The size of dataset that can be analyzed in ONE step is limited by memory, SO use block-wise construction wisely.

"If the reader has access to a large workstation with more than 4 GB of memory, the parameter maxBlockSize (default 5000 probes) can be increased. A 16GB workstation should handle up to 20000 probes; a 32GB workstation should handle perhaps 30000. A 4GB standard desktop or a laptop may handle up to 8000-10000 probes, depending on operating system and ihow much memory is in use by other running program."

Cytoscape

To be added...

  • 1
  • 2
  • 3

co-expressionnetwork's People

Contributors

huguanjing avatar

Forkers

weibokong27

Recommend Projects

  • React photo React

    A declarative, efficient, and flexible JavaScript library for building user interfaces.

  • Vue.js photo Vue.js

    ๐Ÿ–– Vue.js is a progressive, incrementally-adoptable JavaScript framework for building UI on the web.

  • Typescript photo Typescript

    TypeScript is a superset of JavaScript that compiles to clean JavaScript output.

  • TensorFlow photo TensorFlow

    An Open Source Machine Learning Framework for Everyone

  • Django photo Django

    The Web framework for perfectionists with deadlines.

  • D3 photo D3

    Bring data to life with SVG, Canvas and HTML. ๐Ÿ“Š๐Ÿ“ˆ๐ŸŽ‰

Recommend Topics

  • javascript

    JavaScript (JS) is a lightweight interpreted programming language with first-class functions.

  • web

    Some thing interesting about web.
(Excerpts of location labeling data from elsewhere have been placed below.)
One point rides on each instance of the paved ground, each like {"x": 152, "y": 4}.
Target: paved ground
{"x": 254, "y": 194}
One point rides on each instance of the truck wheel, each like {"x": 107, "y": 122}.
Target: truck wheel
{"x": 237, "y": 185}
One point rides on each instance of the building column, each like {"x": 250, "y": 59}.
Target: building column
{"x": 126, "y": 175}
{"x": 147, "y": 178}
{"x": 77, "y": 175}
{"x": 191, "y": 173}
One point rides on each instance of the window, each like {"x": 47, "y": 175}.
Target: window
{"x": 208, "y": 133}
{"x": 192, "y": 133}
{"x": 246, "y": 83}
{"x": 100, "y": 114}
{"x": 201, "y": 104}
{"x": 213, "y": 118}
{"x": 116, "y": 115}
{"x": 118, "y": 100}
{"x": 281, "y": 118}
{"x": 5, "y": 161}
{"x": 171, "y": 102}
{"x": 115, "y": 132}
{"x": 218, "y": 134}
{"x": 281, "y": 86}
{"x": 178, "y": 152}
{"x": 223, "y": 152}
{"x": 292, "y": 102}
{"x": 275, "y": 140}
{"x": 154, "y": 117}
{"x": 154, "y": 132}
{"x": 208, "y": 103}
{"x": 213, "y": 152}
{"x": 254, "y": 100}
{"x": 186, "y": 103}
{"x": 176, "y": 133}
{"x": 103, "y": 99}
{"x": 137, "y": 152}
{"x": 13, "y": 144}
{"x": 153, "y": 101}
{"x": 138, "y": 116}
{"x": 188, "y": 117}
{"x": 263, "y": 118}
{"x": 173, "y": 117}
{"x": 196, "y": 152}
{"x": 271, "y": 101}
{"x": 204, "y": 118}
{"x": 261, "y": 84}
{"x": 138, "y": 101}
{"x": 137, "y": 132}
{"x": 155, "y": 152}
New door for the world.

  • server

    A server is a program made to process requests and deliver data to clients.

  • Machine learning

    Machine learning is a way of modeling and interpreting data that allows a piece of software to respond intelligently.

  • Game

    Some thing interesting about game, make everyone happy.

Recommend Org

  • Facebook photo Facebook

    We are working to build community through open source technology. NB: members must have two-factor auth.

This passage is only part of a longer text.